Una quarta domanda si lega naturalmente alla precedente: dalla giusta distinzione di campi nasce quella che don Giussani definiva una «irrevocabile distanza critica» del movimento rispetto ai nostri amici impegnati in politica. Che cos’è questa distanza critica e in che cosa si differenzia da un “disinteresse” per l’azione concreta? In realtà, in questo caso, non occorre andare molto lontano per trovare esempi di questa posizione del movimento rispetto all’azione politica in senso stretto. La lettera di Julián Carrón pubblicata su Repubblica il 1° maggio 2012 è un esercizio di questa distanza critica che è a sua volta interesse e carità verso le persone implicate nella cosa pubblica. Se uno è leale nella sua implicazione concreta, sentirà questa distanza critica come un bene per la propria vita, per la capacità di correzione, di novità al momento di riscattare continuamente l’ideale davanti alla nostra inevitabile tendenza a ridurre il suo orizzonte.

Da ultimo, sorge una domanda riguardo a uno dei punti su cui maggiormente insiste la Nota di Cl: cosa significa che «il primo livello di incidenza politica di una comunità cristiana viva è la sua stessa esistenza»? Non nasconde una sottovalutazione della militanza politica propriamente detta? Questa è un’altra di quelle domande che andrebbero rovesciate per meglio capire la risposta. In realtà, non sarebbe una riduzione della nostra esperienza, e un'ingenuità dal punto di vista storico, ritenere che la nostra incidenza passi principalmente per la militanza politica?
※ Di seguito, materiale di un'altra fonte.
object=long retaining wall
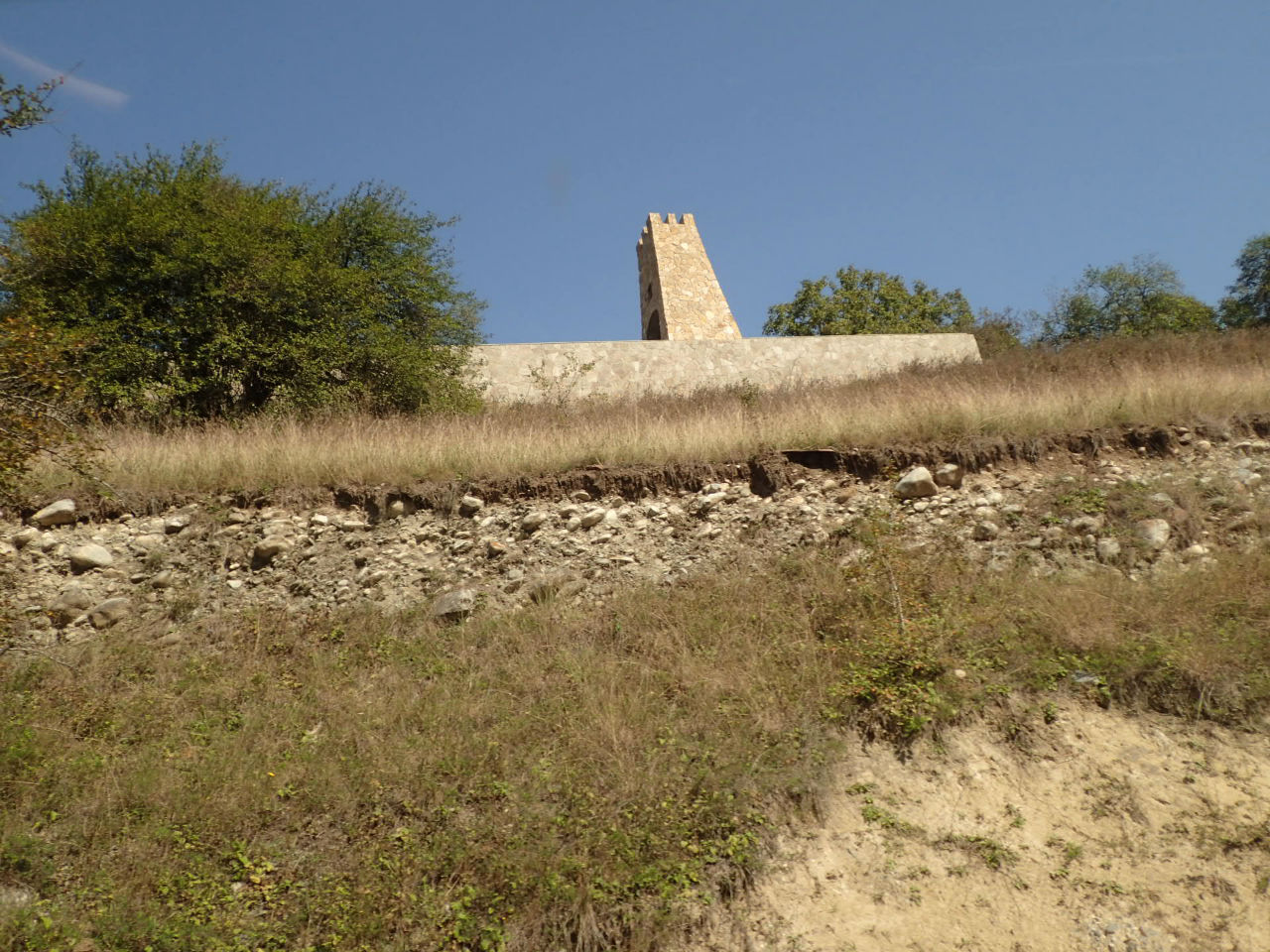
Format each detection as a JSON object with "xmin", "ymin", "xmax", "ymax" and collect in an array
[{"xmin": 471, "ymin": 334, "xmax": 979, "ymax": 403}]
In primo luogo rappresenterebbe una riduzione della nostra esperienza. In Tracce vengono presentati di continuo esempi di opere e iniziative che nascono da una «comunità cristiana viva» e sono casi reali di incidenza nella vita sociale, e per questo nella vita della polis. Si tratta di esperienze capillari cha cambiano il volto di una società. Sottovalutare questa dimensione della nostra espressione pubblica è un segno di grave miopia.
Ma ancor più, dal punto di vista storico, una riduzione come quella descritta dovrebbe essere tacciata di ingenuità. L’attuale Pontefice si è premurato di ricordarci più di una volta la carta che giocarono i Benedettini, in un’epoca di barbarie, creando intorno ai loro monasteri dei luoghi di civiltà che andarono a delineare il volto dell’Europa. Ma non occorre andare tanto lontano. Le battaglie contro l’aborto e il divorzio, di cui abbiamo fresca la memoria, ci hanno lasciato un insegnamento: se una società non è consapevole del bene che rappresenta l’accoglienza di una vita, o non vive l’esperienza di un amore che è segno di un Amore più grande, gli strumenti legislativi difficilmente potranno lottare controcorrente. Solo il moltiplicarsi di comunità cristiane vive potrà nuovamente generare esperienze di umanità vera che toccano ragione e affettività e per questo cambiano la mentalità.
Sarà segno di vitalità e intelligenza il fatto che queste comunità generino vocazioni alla vita politica in senso stretto, che collaborino alla difesa della libertà di qualsiasi iniziativa sociale volta a costruire. Non potremo non guardare a loro con simpatia.